Pork tenderloin brushed with a maple mustard sauce and all wrapped up in bacon.
Set the oven to bake at 225°F/ 105°C (not convection) and adjust the rack to the middle. While the oven preheats, cover the bottom of the baking sheet with foil, place a roasting rack on top and lightly coat with non- stick spray.
Mix well. Reserve 1/4 cup of the glaze to finish the pork loin.
Cut away any excess fat as well as the sinew.
Arrange 10 to 12 slices of bacon slightly overlapping each other at the center of a large piece of plastic wrap. Cover the bacon with another layer of plastic wrap and use a rolling pin to flatten slightly, creating a thinner and more consistent result.
Spread a thin layer of glaze with a brush.
Generously season the pork loin with salt and pepper.
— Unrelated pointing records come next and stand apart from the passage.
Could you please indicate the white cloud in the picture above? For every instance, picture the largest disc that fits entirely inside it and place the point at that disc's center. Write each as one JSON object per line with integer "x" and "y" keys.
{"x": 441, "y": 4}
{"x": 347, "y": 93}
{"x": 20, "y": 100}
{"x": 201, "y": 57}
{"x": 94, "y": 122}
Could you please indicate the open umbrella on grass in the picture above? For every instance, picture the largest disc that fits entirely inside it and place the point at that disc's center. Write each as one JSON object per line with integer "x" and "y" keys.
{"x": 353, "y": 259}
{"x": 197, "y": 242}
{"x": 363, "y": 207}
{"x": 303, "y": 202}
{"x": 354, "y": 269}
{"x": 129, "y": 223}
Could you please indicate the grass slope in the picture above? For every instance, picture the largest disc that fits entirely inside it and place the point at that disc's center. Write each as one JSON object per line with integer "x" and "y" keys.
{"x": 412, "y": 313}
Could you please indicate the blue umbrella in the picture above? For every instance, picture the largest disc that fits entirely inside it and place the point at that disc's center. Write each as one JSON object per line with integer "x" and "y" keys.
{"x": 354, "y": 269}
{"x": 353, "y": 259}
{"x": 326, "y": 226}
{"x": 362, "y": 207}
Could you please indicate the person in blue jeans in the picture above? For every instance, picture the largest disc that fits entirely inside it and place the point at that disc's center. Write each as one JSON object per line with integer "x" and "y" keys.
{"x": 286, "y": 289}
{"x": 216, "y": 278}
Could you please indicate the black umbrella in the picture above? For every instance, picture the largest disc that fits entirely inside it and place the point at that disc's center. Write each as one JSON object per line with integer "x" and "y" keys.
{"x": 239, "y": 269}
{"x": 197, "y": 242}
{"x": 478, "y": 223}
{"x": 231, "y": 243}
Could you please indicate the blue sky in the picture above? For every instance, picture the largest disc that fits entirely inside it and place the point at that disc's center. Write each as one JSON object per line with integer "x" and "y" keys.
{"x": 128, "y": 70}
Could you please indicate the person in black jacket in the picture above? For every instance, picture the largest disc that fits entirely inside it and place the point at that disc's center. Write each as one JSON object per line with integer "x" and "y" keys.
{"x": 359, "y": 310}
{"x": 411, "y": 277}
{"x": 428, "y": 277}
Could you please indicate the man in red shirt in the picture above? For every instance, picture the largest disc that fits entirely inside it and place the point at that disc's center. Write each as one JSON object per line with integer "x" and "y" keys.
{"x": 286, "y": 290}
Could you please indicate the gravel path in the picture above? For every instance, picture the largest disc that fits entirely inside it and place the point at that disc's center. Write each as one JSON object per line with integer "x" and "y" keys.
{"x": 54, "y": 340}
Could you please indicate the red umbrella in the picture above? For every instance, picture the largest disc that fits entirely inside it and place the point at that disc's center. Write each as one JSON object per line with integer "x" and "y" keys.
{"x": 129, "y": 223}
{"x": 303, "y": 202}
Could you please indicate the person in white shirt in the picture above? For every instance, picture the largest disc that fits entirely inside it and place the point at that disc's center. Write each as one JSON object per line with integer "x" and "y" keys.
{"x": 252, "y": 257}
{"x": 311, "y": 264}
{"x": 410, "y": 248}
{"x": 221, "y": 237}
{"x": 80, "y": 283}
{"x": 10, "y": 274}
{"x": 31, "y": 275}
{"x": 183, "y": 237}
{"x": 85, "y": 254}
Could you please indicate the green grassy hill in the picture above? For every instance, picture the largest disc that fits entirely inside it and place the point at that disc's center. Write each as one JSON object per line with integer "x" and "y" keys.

Glaze the loin with some of the glaze. Be sure to reserve some glaze to brush the loin after it has been wrapped.
Roll tightly until the tenderloin is completely wrapped.
Transfer the pork loin to the prepared tray and brush the tenderloin until well coated.
Place the pork loin in the preheated oven and cook for 1 hour and 30 minutes or until the bacon begins to darken and the internal temperature reaches 125°F/ 51°C.
Remove the pork from the oven and glaze with some of the remaining glaze. Increase the temperature of the oven to 500°F/ 260°C.
Once the oven has reached the right temperature, continue cooking for 15 minutes or until the bacon is golden brown and the internal temeprature reaches 135°F/ 57°C.
Transfer the pork loin to a heat proof surface and allow it to rest to prevent the pork from drying out by letting the juices redistribute. Turn the oven off.
Slice the pork into 1/2 inch thick slices and transfer to a serving platter.
Once the reserved glaze has been drizzled over, serve the pork with your favorite side.